Per alcuni anni, questa bolla poteva sembrare la realtà, tutta quanta. È stata drasticamente ridimensionata dagli eventi. E niente avrebbe potuto far scoppiare la bolla della stranezza come l’ascesa al potere di Donald Trump. Ve li raccomando, i monologhi d’apertura di certe trasmissioni, all’indomani dell’ingresso nel buio del tempo presente. Nell’aria c’era la paura di aver sbagliato tutto, di non aver capito in quale direzione stesse andando la maggioranza delle persone. Gli strani ora non sanno se tornare a essere una minoranza stracciona, con in più il carico della sconfitta, o se continuare a perorare la loro causa. Sta di fatto che mentre a qualcuno poteva sembrare che il mondo stesse prendendo lo stesso colore emotivo – la razza umana come un ammasso di individui fragili, spaventati, ossessionati da tutto, ma ancora aperti alla possibilità di un presente e di un futuro migliore – in parallelo cresceva l’industria dei podcast comici di segno opposto: quella che ospita sempre le confessioni di intrattenitori, ma capitalizza sulla confusione maschile per portare avanti un discorso del genere “non siamo noi che siamo strani, sono le donne a essere ladre e infedeli!”. Se ne è parlato, all’indomani del caso Milo Yiannopoulos, per mostrare come l’altra faccia dell’impero – quella dove sta The Joe Rogan Experience, per citarne uno – fosse dominata dagli uomini arrabbiati che odiano tutti.

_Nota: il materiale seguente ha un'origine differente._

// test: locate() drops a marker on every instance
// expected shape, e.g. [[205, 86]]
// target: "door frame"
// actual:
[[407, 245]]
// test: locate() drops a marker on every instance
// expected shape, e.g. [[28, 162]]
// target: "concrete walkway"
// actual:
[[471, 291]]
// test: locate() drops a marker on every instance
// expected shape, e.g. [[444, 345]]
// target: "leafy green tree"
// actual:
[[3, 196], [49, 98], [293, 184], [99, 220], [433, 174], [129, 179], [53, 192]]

Però, oggi come ieri, con la stessa facilità, i re del livore militante vanno ospiti nei podcast dei buoni, senza neanche abbassare troppo le penne, a raccontare le loro perdite e le loro cattive decisioni. Come se in vista ci fosse una grande alleanza, a un certo punto lungo la strada. O una frammentazione ancora maggiore.


Violetta Bellocchio

Autrice di Il corpo non dimentica (2014), ha fatto parte di L’età della febbre (2015), Ma il mondo, non era di tutti? (2016), ha curato l'antologia Quello che hai amato (2015) e la traduzione italiana di The Art of Rivalry (2016). Ha collaborato a Rolling Stone, Vanity Fair, IL, Rivista Studio.